Rack, which has about 250 stores and with about $3.3 billion in sales represented almost a third of Nordstrom’s overall revenue in fiscal 2020, has seen lackluster results recently, with consistent sales declines, 8% in the most recent quarter. These come even as the overall off-price sector, led by the TJX brands, Ross and Burlington, is generally putting up better than average performances.

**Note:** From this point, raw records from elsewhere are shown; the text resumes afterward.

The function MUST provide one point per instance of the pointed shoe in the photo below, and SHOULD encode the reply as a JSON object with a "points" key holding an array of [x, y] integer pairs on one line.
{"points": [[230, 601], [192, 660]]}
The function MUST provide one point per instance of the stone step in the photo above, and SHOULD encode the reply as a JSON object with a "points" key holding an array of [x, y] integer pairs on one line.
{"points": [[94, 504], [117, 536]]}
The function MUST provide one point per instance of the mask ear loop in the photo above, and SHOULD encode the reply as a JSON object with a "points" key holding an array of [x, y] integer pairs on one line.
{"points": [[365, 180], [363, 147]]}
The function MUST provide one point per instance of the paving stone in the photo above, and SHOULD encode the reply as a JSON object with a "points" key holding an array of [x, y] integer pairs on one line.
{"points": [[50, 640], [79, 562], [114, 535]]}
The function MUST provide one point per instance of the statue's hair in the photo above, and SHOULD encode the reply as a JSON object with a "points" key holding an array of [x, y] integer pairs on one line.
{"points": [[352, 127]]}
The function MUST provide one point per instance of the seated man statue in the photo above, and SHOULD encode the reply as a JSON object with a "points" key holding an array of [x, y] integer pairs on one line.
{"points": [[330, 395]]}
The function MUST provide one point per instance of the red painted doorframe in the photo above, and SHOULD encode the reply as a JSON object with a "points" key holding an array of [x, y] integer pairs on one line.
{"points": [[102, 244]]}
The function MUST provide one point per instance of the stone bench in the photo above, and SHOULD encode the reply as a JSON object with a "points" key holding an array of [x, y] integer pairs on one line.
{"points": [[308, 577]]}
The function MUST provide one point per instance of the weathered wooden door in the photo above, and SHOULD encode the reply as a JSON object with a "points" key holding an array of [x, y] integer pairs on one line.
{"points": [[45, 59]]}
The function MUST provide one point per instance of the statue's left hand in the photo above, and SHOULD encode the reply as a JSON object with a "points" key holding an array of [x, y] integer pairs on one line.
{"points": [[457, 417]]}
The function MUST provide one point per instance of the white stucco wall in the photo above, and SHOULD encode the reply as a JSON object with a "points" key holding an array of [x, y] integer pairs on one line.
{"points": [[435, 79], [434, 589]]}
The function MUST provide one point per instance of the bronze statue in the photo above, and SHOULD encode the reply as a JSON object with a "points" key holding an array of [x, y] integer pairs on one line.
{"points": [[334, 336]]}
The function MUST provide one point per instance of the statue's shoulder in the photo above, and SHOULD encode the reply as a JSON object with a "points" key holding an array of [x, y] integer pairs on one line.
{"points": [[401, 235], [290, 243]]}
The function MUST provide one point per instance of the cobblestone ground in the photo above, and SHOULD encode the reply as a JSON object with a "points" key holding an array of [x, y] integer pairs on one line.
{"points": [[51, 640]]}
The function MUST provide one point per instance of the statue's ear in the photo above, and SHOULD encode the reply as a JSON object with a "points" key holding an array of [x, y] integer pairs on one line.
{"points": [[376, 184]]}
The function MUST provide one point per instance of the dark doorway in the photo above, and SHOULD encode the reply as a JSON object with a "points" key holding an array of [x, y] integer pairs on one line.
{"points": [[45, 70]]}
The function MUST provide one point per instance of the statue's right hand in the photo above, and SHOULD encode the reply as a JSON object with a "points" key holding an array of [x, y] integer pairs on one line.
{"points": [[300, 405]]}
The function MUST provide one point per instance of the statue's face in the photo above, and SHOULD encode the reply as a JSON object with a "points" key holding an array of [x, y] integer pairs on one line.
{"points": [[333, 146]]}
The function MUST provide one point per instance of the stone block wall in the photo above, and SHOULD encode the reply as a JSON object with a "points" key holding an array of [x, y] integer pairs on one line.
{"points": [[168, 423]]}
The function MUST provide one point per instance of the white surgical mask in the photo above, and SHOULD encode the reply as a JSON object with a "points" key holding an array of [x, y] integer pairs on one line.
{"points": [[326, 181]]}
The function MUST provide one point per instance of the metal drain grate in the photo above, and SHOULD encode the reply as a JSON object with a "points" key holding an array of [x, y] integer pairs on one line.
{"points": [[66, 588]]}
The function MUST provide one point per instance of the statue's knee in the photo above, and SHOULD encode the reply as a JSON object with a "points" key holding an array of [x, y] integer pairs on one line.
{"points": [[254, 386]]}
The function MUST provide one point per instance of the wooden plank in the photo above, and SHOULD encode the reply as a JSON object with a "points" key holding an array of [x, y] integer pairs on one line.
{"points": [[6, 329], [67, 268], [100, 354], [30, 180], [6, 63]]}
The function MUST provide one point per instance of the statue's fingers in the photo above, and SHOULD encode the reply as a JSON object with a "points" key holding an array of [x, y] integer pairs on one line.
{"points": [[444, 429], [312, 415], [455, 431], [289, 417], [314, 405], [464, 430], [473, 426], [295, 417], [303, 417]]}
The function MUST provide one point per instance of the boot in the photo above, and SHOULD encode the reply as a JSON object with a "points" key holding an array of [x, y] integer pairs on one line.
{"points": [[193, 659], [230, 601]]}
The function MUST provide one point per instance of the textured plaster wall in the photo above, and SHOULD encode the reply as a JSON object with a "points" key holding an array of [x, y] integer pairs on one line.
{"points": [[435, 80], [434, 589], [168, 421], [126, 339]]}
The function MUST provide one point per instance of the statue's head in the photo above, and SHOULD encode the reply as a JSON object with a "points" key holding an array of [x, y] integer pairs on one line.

It was only two years ago – pre-pandemic it should be noted – that Rack was outperforming the parent full-line stores and was considered the jewel of the company. Exactly what has gone wrong since is open to interpretation. The company says it has trouble getting enough of the right inventory for the Rack stores but outsiders say the merchandising assortment is haphazard and some have complained about the proximity of Rack stores to its mainstream department store locations.

A Rack spin-off could help the company’s stock which has sunk to the low $20-a-share range, down from its 52-week high of more than $46 a share. It would also be consistent with other efforts by retailers – and retail investors – to extract higher share prices. Hudson Bay Co., now private, split off its Saks Fifth Avenue online unit from its physical store brand amid rumors that it will take that e-commerce brand public.